With this insight, the authors propose to address this “degradation problem” by letting the layers learn a residual mapping. That is, instead of the layers learning a transformation \(\mathcal{H}(\textbf{x})\), they consider that this transformation breaks down as the input plus a residual: \(\mathcal{H}(\textbf{x}) = \textbf{x} + \mathcal{F}(\textbf{x})\), and learn \(\mathcal{F}(\textbf{x})\) only. The authors argue that, in the extreme case, where the identity mapping is optimal, it is easier for the layers to learn \(\mathcal{F}(\textbf{x}) = \textbf{0}\) than to learn an identity tranformation (from a stack of non-linear layers).

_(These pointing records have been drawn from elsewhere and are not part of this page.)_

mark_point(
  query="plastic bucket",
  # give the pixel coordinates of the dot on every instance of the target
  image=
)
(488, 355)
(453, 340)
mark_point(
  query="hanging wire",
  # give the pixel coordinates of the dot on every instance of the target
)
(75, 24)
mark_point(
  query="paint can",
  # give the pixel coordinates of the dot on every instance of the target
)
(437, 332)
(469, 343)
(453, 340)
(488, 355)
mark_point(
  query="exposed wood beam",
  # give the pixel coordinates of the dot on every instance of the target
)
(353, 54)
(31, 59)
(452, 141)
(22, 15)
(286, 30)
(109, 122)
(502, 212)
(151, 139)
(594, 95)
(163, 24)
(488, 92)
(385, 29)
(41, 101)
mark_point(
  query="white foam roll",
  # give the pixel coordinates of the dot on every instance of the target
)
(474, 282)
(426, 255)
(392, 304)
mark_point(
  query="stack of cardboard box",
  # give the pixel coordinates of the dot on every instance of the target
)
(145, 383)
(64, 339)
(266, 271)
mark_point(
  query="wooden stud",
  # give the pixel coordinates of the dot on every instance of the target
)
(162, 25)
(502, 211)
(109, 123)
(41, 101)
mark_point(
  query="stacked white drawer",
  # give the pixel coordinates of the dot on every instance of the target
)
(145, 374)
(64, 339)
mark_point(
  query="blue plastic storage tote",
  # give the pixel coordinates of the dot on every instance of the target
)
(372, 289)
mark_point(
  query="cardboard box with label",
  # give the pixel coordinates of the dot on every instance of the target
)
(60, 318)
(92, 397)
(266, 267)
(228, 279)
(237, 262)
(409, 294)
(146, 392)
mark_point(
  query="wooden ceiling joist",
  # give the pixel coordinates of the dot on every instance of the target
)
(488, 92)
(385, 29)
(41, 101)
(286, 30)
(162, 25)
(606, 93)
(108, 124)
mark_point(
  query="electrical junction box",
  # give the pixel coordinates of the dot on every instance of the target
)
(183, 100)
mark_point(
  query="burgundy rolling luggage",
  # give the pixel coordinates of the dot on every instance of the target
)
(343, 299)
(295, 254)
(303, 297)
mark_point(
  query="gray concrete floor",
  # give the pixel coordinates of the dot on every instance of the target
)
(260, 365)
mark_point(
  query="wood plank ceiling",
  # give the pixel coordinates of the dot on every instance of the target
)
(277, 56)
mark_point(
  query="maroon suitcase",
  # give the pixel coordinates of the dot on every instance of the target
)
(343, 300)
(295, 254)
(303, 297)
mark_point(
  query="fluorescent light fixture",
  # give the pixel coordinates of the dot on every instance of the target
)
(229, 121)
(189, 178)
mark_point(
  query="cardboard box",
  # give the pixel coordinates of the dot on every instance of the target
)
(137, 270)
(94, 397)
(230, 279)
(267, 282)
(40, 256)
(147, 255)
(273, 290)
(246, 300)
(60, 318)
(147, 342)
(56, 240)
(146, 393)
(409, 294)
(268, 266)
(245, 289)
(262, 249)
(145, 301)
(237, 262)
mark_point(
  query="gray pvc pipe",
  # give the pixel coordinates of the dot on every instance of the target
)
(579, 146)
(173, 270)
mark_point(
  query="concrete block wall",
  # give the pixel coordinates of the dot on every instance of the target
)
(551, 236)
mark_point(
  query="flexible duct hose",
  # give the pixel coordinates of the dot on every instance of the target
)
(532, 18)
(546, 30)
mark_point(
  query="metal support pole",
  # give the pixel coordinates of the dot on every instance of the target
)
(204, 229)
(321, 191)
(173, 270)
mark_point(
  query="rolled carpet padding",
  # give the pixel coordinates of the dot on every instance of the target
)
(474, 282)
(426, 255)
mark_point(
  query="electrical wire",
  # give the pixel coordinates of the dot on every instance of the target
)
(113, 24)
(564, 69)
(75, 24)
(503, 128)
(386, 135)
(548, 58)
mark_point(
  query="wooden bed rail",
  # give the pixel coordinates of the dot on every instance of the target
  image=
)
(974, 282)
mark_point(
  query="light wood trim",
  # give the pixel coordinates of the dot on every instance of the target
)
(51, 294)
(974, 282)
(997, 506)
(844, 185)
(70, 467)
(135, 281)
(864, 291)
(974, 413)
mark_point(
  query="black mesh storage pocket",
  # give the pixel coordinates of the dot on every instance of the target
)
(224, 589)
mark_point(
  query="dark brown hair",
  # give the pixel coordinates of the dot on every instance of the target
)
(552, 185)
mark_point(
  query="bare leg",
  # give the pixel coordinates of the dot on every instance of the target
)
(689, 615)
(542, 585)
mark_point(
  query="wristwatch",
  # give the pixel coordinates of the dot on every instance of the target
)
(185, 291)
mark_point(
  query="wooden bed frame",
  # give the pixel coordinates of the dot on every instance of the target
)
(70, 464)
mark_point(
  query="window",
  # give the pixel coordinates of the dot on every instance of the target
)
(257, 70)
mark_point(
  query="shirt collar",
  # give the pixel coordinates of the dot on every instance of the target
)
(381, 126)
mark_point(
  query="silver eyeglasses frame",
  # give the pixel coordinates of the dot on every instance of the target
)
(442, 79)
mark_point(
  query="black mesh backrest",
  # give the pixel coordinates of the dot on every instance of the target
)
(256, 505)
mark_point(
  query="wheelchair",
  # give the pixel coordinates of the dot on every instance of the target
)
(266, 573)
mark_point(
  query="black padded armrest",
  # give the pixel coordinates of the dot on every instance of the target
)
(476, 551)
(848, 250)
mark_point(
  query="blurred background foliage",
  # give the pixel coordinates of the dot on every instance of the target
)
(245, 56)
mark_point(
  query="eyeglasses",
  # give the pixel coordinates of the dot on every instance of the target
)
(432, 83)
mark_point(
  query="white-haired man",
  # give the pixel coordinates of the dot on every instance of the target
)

In their experiments, the authors consider networks with 18, 34 , 50, 101 and 152 layers, trained on the ImageNet dataset. This residual computation is added after blocks of 2 or 3 layers (meaning that each 2 or 3 layers compute the residual of the transformation for the next level). Their results show that this strategy is quite effective in making the learning problem easier to optimize: without adding this residual architecture, the network with 34 layers perform worse (even in the training set) than the 18-layer network. With their strategy, increasing the number of layers continue to improve performance, not only in the training set, but on the testing set as well. Surprisingly, the 152-layer network achieves 4.49% top-5 error, which is lower than the results from ensembles of models used in previous years. The authors also performed experiments on the smaller dataset CIFAR-10, with tens of layers, and an extreme case of 1202 layers. With 110 layers, they achieved 6.43% error (state of the art for this dataset). More surprisingly, the model with over a thousand layers converged, having a train error lower than 0.1% (although it overfit the testing set, achieving 7.93% of error on the test set).

Comments and opinions

Similarly to Batch Normalization, I found impressive that the idea for this paper is quite simple, yet it performs incredibly well in practice (for instance, I found this model much simpler than the ILSVRC 2014 winner - GoogLeNet, with the Inception modules).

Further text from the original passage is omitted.